I’m about to start my car when I notice a Mercedes SUV is tooling by, ever so slowly. The driver is a middle-aged man, and he seems to be looking carefully at each house. I think he slows even further in front of mine, but I could be imagining it. He doesn’t stop.
Someone from the city attorney’s office? No, Vi was supposed to have taken care of that. But she was also supposed to have answered my texts. Would someone from the city attorney’s office drive a Mercedes SUV, anyway? He could. This is Santa Monica.
Or it could be someone else, unrelated. Someone Dawn sent? Is she somewhere nearby?
A shiver goes through me. I wouldn’t know Dawn if I saw her. She could have been that woman with the Bernese mountain dog, who did seem awfully eager to make eye contact during a simple “Good morning” exchange.
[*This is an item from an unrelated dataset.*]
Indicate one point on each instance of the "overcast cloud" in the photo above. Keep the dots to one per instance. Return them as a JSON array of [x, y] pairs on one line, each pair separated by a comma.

Officer Llewellyn says geography is my greatest protection, and that Dawn’s going to burn out soon, and I hope he’s right. But I should know what she looks like, just in case.
I punch her name into my phone. There she is, the only Dawn Thiebold to pop up. I didn’t even need to add the “Oakland.” She’s on Facebook, Twitter, and something called LinkedIn. I’m exhorted to log in to find out what she “shares with her friends.” No, thank you. I am definitely not her friend.
Even her enemies can find out that she is currently a communications major at a lowly state school, that she used to work for Target and PetSmart, that she’s married, and that she’s beautiful.
I wouldn’t have guessed that last part. She doesn’t have a beautiful girl’s name, that’s for sure. A communications major, please! She’ll go far with that. Especially when you consider her distinguished resume.
Her husband must have money. So she can afford to go back to college at the only school that would let someone like her in, and they can go on expensive long weekends where she mistreats other people’s possessions and then thinks she doesn’t have to pay for it. That’s what beautiful women do, right? They expect things to be handed to them, and to get off scot-free.